Das Projekt zur Kulturentwicklung wurde in drei systematischen Stufen umgesetzt.
Mehr Entscheidungsbefugnisse
Natürlich mussten dazu die Rahmenbedingungen angepasst werden. Daher übertrug die Geschäftsführung dem mittleren und dem oberen Management umfassende Entscheidungsbefugnisse, um selbstverantwortliches Führen und Entscheiden sowie kontroverse Diskussionen bereichs- und hierarchieübergreifend zu ermöglichen. Dafür war es erforderlich, insbesondere die Führungsfähigkeiten des Mittelmanagements zu entwickeln und im Rahmen von Workshops einen intensiven Austausch zwischen allen Managementebenen zu unterstützen. Auch die Auseinandersetzung mit dem kulturellen Bewusstsein stand auf der Agenda.
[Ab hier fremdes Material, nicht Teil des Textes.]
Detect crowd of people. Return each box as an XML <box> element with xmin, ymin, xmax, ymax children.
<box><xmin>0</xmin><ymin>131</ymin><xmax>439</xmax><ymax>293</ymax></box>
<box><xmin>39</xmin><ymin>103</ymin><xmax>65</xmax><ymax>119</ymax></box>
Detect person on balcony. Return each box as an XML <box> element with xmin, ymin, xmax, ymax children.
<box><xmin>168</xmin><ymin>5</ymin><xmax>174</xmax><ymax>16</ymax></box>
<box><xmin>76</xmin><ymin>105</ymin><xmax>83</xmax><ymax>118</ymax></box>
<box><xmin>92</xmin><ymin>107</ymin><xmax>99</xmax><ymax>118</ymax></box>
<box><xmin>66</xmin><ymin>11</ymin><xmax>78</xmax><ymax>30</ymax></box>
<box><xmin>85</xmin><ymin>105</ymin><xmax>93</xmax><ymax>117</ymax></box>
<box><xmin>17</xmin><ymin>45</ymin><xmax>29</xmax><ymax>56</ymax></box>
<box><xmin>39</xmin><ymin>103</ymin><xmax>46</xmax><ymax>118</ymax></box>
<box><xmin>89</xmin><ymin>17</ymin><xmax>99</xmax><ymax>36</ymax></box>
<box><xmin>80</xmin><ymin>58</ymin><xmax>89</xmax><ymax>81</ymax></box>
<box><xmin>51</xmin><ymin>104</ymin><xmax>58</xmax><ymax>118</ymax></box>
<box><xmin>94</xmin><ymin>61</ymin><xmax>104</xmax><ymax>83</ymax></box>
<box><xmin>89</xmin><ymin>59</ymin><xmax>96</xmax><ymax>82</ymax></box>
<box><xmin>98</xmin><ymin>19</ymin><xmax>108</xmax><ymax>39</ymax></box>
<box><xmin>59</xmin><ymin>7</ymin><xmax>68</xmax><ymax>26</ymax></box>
Diese Entwicklungsarbeit und neue Entscheidungsspielräume bereicherten und motivierten die Führungskräfte. Denn während sie – begründet durch die alte Unternehmenskultur – vorher nur selten wichtige Entscheidungen treffen durften und sich nach oben absicherten, wurden die Mittelmanager sukzessive zu offen diskutierenden, selbstständig handelnden Akteuren, die in ihren Bereichen Aktivitäten und Ideen entwickelten, die ihr Unternehmen nach vorne brachten. Wenn die Übernahme von Entscheidungen mal zu einem Fehler führte, sollte dies nicht mit einem Entzug des Vertrauens geahndet werden. Im Gegenteil, es galt, gemeinsam nach einer Lösung zu suchen.
Anders als in anderen Unternehmen wurde das Mittelmanagement somit nicht in seinen Einflussmöglichkeiten und Fähigkeiten unterschätzt und als Hemmschuh betrachtet. Vielmehr wurde es gezielt entwickelt und gestärkt. Dass die Geschäftsführung immer wieder Zeichen des Vertrauens „von oben“ sendete und dass auch jungen Mitarbeitern etwas zugetraut wurde, war auch wichtig.
Fortschritte messen
Lange galt, dass es sieben bis 30 Jahre dauern kann, bis sich eine Unternehmenskultur ausreichend tief und nachhaltig verändert. Inzwischen ist wissenschaftlich belegt, dass dies bereits in deutlich kürzerer Zeit möglich ist. Ein merklicher und messbarer Kulturwandel bei der Bayerischen Hausbau vollzog sich in nur zwei Jahren. Das bestätigen die durchgeführten Erhebungen. Wichtig dabei: Die Messmethoden waren individuell auf das Unternehmen zugeschnitten und folgten keiner standardisierten Typologie, die Entwicklungen wurden regelmäßig mithilfe quantitativer Befragungen gemessen. Diese Befragungen basierten stets auf den unternehmensspezifischen Anforderungen und dem kulturellen Leitsatz. Neben den quantitativen Befragungen wurden teilstrukturierte Interviews mit Führungskräften verschiedener Ebenen durchgeführt. Außerdem flossen Erkenntnisse aus Prozessbeobachtungen in die Bewertung ein. Basierend auf den Ergebnissen und Erfahrungen bei der Bayerischen Hausbau wurde später ein Messinstrument entwickelt, das in Organisationen eingesetzt werden kann. Dieses Messinstrument, der sogenannte Lateral Culture Index, erfüllt wissenschaftliche Kriterien. Es misst den Status der lateralen Kultur im Unternehmen und eignet sich auch als Monitoring-Instrument für Veränderungsprozesse. Erhoben werden die Faktoren: Führen auf Augenhöhe, Ideenkultur und Offenheit für Verbesserungen/Neuheiten, Handlungsspielraum und Entscheidungsfreiheit (Organisational), Eigenverantwortung und Selbstständigkeit (Personal), Flexibilität und Abwechslungsreichtum, Beschwerdekultur und Transparenz der Ziele.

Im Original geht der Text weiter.